AUTHOR=Lv Xiang , Luo Jiesi , Huang Wei , Guo Hui , Bai Xue , Yan Pijun , Jiang Zongzhe , Zhang Yonglin , Jing Runyu , Chen Qi , Li Menglong TITLE=Identifying diagnostic indicators for type 2 diabetes mellitus from physical examination using interpretable machine learning approach JOURNAL=Frontiers in Endocrinology VOLUME=15 YEAR=2024 URL=https://www.frontiersin.org/journals/endocrinology/articles/10.3389/fendo.2024.1376220 DOI=10.3389/fendo.2024.1376220 ISSN=1664-2392 ABSTRACT=Background

Identification of patients at risk for type 2 diabetes mellitus (T2DM) can not only prevent complications and reduce suffering but also ease the health care burden. While routine physical examination can provide useful information for diagnosis, manual exploration of routine physical examination records is not feasible due to the high prevalence of T2DM.

Objectives

We aim to build interpretable machine learning models for T2DM diagnosis and uncover important diagnostic indicators from physical examination, including age- and sex-related indicators.

Methods

In this study, we present three weighted diversity density (WDD)-based algorithms for T2DM screening that use physical examination indicators, the algorithms are highly transparent and interpretable, two of which are missing value tolerant algorithms.

Patients

Regarding the dataset, we collected 43 physical examination indicator data from 11,071 cases of T2DM patients and 126,622 healthy controls at the Affiliated Hospital of Southwest Medical University. After data processing, we used a data matrix containing 16004 EHRs and 43 clinical indicators for modelling.

Results

The indicators were ranked according to their model weights, and the top 25% of indicators were found to be directly or indirectly related to T2DM. We further investigated the clinical characteristics of different age and sex groups, and found that the algorithms can detect relevant indicators specific to these groups.
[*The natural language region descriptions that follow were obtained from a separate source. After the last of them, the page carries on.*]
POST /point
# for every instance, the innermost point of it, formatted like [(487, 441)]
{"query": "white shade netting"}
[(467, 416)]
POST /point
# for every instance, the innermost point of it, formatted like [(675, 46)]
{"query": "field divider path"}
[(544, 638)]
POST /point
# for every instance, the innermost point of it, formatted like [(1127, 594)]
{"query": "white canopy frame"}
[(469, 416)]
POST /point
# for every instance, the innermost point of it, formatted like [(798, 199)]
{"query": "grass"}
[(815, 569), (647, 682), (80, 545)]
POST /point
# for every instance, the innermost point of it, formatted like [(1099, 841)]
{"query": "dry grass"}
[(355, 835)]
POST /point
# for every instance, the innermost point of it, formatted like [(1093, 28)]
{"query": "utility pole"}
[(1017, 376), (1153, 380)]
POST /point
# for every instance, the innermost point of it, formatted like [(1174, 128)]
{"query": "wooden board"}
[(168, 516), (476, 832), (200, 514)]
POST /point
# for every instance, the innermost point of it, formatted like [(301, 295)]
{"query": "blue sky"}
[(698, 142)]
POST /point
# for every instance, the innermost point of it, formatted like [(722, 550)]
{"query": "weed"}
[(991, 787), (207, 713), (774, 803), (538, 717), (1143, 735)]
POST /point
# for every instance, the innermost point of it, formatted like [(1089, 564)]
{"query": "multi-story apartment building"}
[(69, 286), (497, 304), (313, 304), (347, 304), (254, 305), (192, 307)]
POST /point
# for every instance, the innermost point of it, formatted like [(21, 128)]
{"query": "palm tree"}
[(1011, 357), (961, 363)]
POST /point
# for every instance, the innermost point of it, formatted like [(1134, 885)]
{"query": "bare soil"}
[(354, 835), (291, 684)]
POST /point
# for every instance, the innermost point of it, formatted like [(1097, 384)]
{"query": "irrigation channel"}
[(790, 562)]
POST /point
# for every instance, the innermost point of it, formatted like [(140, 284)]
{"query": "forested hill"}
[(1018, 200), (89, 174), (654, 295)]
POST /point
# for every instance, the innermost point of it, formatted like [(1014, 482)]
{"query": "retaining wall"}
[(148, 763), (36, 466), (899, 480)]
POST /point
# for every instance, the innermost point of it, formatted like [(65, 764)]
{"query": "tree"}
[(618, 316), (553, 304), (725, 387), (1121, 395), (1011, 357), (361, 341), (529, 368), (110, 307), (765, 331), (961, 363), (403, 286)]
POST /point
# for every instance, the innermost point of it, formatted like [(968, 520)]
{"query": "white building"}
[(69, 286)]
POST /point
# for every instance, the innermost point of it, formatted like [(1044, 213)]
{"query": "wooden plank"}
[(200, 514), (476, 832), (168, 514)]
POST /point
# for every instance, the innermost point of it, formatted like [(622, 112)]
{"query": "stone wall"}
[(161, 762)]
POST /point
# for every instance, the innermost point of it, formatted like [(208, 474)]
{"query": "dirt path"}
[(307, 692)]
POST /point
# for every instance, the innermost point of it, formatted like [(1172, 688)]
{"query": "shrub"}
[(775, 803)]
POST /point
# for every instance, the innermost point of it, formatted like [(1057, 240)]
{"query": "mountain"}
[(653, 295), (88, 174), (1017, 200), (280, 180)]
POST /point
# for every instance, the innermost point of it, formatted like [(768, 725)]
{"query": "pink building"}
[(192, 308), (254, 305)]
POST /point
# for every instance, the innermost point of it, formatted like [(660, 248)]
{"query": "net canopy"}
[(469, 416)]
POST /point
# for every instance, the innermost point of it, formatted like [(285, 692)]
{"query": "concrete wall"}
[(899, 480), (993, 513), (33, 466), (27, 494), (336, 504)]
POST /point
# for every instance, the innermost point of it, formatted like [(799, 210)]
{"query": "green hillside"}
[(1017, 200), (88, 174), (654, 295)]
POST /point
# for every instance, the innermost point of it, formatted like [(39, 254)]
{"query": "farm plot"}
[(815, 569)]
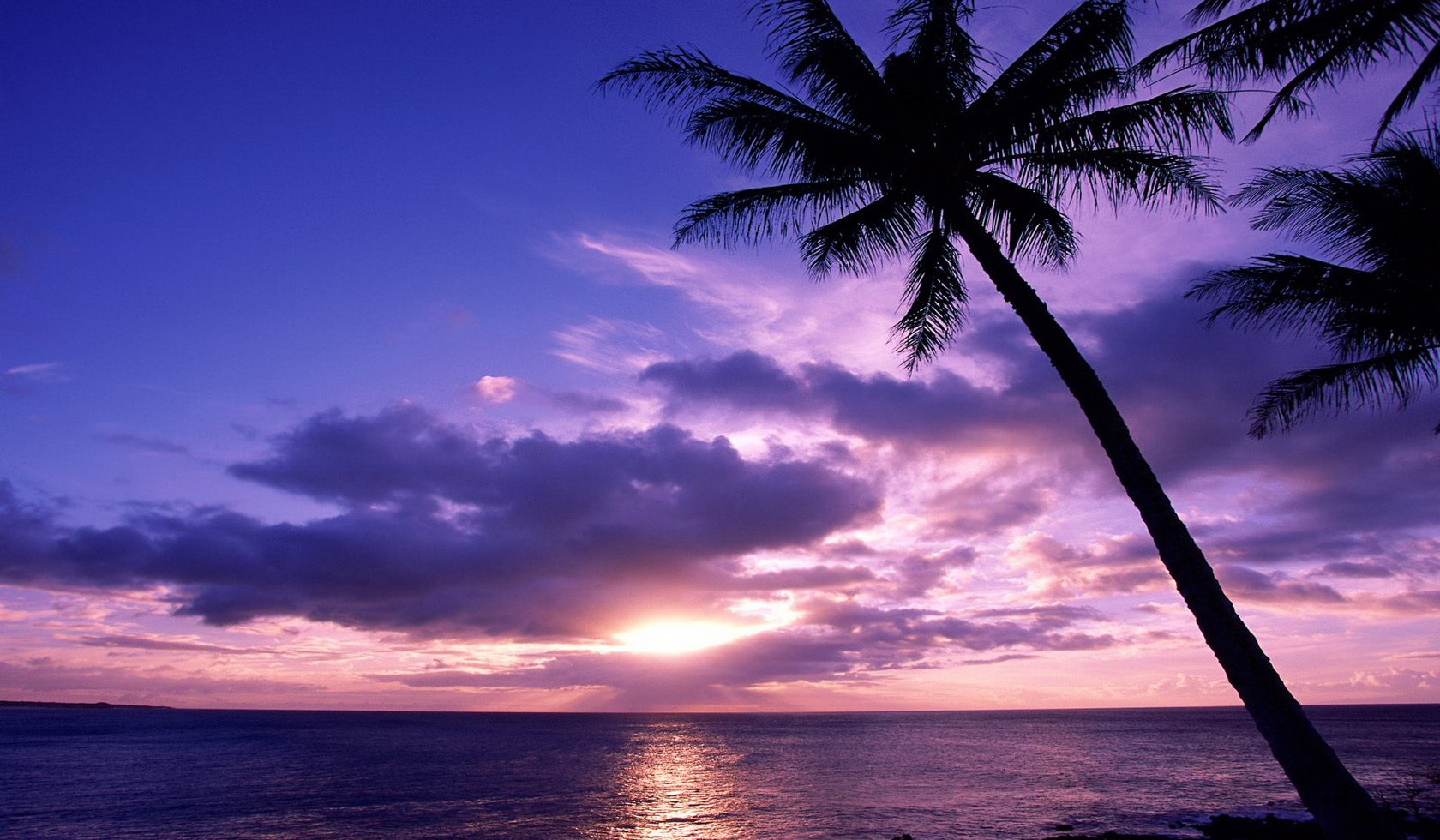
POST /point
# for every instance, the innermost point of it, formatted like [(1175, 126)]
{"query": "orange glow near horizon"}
[(675, 637)]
The algorithms performed well in T2DM screening, with the highest area under the receiver operating characteristic curve (AUC) reaching 0.9185.

Conclusion

This work utilized the interpretable WDD-based algorithms to construct T2DM diagnostic models based on physical examination indicators. By modeling data grouped by age and sex, we identified several predictive markers related to age and sex, uncovering characteristic differences among various groups of T2DM patients.